Как язык у неё поворачивается такое говорить и ещё кому?! Самой Синициной, её все вокруг уважают и боятся, даже Дмитрий Кондратьич тушуется, хоть он вдвое старше. Но серые, усталые лица уже выходят из тумана, проявляются бликами оживших глаз. Дети, маленькие старички и старушки, с интересом смотрят на неё, на Любаху – что-то сейчас будет?
Молвил старый Вяйнямёйнен:
«Не страшны твои угрозы,
ни мечи твои, ни знанья,
ни стремленья, ни хотенья.
Только всё-таки, но всё же
ни за что с тобой не стану
измерять мечей, несчастный,
на клинки смотреть, ничтожный!».
– Я запрещаю тебе, Бологовская, притрагиваться к роялю до конца войны. Иначе поставлю вопрос о твоём членстве в комсомоле. Ну, а с бригадой Фёдорова считай что распрощалась, – Катерина развернулась было, чтобы уйти, но Любаха какой-то неведомой силой подхватилась и через секунду была возле окна. Открыть его, скорее открыть. Чёрт, шпингалет заржавел! Так, на подоконник встать и раму на се-бя! Вот, отлетела она с треском разрываемых многолетних слоёв газет, теперь вторую раму рвануть… Только вниз не смотреть, сделать шаг и…
– Люба, Любочка, ты что? Ты что придумала? Не двигайся, замри, я тебя сейчас сниму. Глупая, я ведь пошутила. Играй, играй, сколько хочешь! Нам настройщицы скоро понадобятся, а ты музыке училась. Садись, поиграй, что ты сейчас играла. Очень правильная музыка, патриотичная. С такой музыкой мы фашистов будем гнать до самого Берлина. Ну, садись за рояль, мы послушаем. Играй, играй…
Это что, мои руки? Откуда коричневые пятна, набухшие вены? Кожа висит как тряпка. Вот до чего голод довёл! Старость пришла к ней, молодой девчонке. Преждевременная старость пришла, и ведь не пожила нисколько…
Только пятнадцать исполнилось, день рождения осенью был. Никогда не отмечали, а тут вдруг решили. Крёстная принесла свой военный паёк, нашлось немного прошлогодней сливянки, присланной ещё батиными сослуживцами на день ангела.
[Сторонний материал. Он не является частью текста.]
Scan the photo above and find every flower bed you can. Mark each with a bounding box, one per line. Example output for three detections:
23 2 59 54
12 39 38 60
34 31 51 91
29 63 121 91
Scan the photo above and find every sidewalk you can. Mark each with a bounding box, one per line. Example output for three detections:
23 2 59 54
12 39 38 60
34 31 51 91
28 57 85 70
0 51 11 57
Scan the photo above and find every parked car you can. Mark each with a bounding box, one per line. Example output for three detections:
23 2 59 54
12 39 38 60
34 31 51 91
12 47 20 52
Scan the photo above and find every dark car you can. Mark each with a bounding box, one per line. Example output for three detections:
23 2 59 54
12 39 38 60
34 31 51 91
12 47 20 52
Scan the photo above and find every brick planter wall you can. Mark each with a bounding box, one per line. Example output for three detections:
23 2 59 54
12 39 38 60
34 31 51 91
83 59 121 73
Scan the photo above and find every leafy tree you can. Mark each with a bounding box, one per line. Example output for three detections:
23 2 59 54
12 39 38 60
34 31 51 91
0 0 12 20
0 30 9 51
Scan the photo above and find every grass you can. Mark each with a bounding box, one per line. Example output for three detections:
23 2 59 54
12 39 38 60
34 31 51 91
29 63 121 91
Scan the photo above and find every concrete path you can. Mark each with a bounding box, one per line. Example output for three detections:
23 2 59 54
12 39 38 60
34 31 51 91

Настоящий день рождения, с подарками, патефоном и угощением. Только друзей почти не было, все эвакуировались.
Нинка с Настей сидят нарядные, лучшие платья надели, волосы по-взрослому закололи. Лену?шка достала из шкафа пластинки, и они танцуют, а крёстная рассказывает, как их семья в Карелии раньше жила, мучные склады её отец держал, и хлебом торговали в Петрограде, своя лавка была или даже две. Но это давно, она тогда маленькой девчонкой была. А теперь крёстная вся высохла, и Любаха вся высохла, они обе теперь, как две старухи…
– Я есть хочу, я голодная, принесите мне хоть что-нибудь. Неужели вам не жалко меня? Я столько дней не ела, хоть корочку хлеба!
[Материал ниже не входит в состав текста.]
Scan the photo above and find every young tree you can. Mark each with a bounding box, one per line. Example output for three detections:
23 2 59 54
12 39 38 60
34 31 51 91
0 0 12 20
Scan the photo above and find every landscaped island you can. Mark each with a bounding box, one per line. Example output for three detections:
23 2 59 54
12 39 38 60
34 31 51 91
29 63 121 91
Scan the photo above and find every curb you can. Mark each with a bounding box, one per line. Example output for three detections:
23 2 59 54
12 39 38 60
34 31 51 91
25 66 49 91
– Любаха, ты что? Ты ведь недавно обедала. Твоя любимая жареная рыба, с корочкой, как ты хотела, потом овощи со сметаной и кисель из черники. Ты что, забыла, моя дорогая, моя любимая мамочка?
– Придумываете всё, лишь бы экономить на СТАРУХЕ.
– Ты и не старуха вовсе, а мамочка, Любаха, любимая наша мамуся.
– Так принесите мне поесть. Батя, дай своей доченьке поесть чего-нибудь. На язык положить вкусного. Что у тебя есть?
– Всего полно. И овощи, и рыба остались, а я пирог пеку, как ты любишь – с грибами.
– Так, господи же, всё у них есть, а СТАРУХУ голодом морят.
– Несу, несу, мамочка…
***
Приезжая в Ленинград, мама обычно шла к Эльке, своей подруге детства. Всего-то надо было спуститься этажом ниже, нажать на самую верхнюю кнопку звонка и ждать, прислушиваясь к квартирным шорохам. Тётя Эля жила с дядей Васей в узкой маленькой комнатке уютной коммуналки, где соседи больше походили на родственников. С коммуналками всегда так: или одна семья, или змеюшник.
Маруся шла с мамой – а как же иначе? – вдыхала запахи тёти Элиной квартиры (в ИХ квартире пахло совсем по-другому), располагалась в единственном плюшевом кресле и замирала, не выпуская маму из виду. Дядя Вася разливал водочку, настоянную каждый раз иначе: то на апельсиновых корках, то на жгучем красном перце или на калгане – от него получался цвет коньяка. Тётя Эля заводила патефон, и всю квартиру заполнял высокий бас Фёдора Шаляпина: «Из-за острова на стрежень…»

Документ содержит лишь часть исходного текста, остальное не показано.